Human Rights Day – by Stephen Lendman
A commonly accepted definition calls human rights basic freedoms “to which all humans are entitled, often held to include the right to life and liberty, freedom of thought and expression, and equality before the law.”
The UN said “(o)n Human Rights Day 2011, we pay tribute to all human rights defenders and ask you to get involved in the global human rights movement.”
On December 9, UN High Commissioner for Human Rights Navi Pillay will host a live online Facebook/Twitter/Weibo (Chinese) global conversation from 9:30AM – 10:30AM EST to answer questions participants ask. They’re your rights, she says. “Know them, demand them, defend them.”

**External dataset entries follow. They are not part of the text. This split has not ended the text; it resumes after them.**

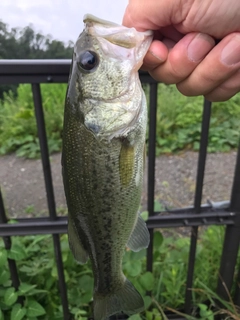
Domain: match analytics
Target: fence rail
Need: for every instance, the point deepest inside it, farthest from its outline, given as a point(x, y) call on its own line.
point(36, 72)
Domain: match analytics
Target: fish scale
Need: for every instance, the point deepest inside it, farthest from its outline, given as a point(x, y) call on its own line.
point(103, 156)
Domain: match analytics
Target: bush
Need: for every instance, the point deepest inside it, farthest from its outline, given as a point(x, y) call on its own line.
point(18, 129)
point(178, 121)
point(34, 256)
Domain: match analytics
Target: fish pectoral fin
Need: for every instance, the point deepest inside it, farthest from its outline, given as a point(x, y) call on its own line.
point(75, 244)
point(127, 299)
point(140, 237)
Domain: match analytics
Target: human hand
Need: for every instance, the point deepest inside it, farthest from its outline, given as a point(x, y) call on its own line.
point(196, 44)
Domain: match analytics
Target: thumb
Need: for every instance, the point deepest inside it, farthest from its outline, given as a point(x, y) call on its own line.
point(144, 15)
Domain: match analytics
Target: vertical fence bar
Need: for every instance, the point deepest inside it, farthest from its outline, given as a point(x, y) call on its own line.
point(8, 243)
point(37, 98)
point(231, 242)
point(151, 165)
point(197, 201)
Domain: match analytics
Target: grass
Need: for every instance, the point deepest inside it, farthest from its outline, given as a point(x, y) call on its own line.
point(178, 121)
point(38, 275)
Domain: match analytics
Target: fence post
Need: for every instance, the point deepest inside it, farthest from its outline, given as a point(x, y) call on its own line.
point(37, 98)
point(231, 241)
point(151, 166)
point(8, 243)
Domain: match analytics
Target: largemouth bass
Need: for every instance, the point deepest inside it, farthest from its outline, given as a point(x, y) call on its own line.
point(103, 157)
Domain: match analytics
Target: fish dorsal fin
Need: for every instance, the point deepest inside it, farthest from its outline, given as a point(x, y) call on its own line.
point(140, 237)
point(75, 244)
point(126, 164)
point(126, 299)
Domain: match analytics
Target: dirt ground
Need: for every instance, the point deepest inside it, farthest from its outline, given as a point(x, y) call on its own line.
point(23, 189)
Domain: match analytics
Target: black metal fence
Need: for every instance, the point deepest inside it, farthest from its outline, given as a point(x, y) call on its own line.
point(56, 71)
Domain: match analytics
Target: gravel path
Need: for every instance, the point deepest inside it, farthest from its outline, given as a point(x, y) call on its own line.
point(23, 189)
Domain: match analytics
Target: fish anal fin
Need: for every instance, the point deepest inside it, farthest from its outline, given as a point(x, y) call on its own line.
point(126, 164)
point(127, 299)
point(139, 238)
point(75, 244)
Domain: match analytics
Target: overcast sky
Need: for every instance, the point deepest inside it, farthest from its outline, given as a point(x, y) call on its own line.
point(60, 18)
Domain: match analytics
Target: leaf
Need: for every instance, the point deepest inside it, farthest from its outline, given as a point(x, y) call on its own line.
point(1, 315)
point(144, 215)
point(147, 281)
point(133, 268)
point(135, 317)
point(26, 288)
point(10, 296)
point(158, 206)
point(18, 312)
point(34, 309)
point(157, 239)
point(86, 283)
point(3, 257)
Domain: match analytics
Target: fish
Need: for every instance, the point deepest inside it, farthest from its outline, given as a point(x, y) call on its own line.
point(103, 153)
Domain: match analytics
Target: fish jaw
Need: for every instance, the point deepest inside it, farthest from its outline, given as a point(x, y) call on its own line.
point(124, 38)
point(103, 149)
point(110, 95)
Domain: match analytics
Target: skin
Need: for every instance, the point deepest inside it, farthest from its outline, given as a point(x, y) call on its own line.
point(196, 44)
point(104, 130)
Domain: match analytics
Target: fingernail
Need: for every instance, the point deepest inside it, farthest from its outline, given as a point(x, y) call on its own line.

December 10 commemorates the day General Assembly members adopted the Universal Declaration of Human Rights (UDHR) in 1948.
World leaders pledged to “complement the UN Charter with a road map to guarantee the rights of every individual everywhere.”
As a result, the Universal Declaration of Human Rights was discussed at the General Assembly’s first session in 1946. It submitted the UNHR to the Economic and Social Council “for reference to the Commission on Human Rights for consideration….in its preparation of an international bill of rights.”
Eleanor Roosevelt chaired the UDHR drafting committee. Seventeen other political, cultural and religious figures joined her. She perhaps was its driving force.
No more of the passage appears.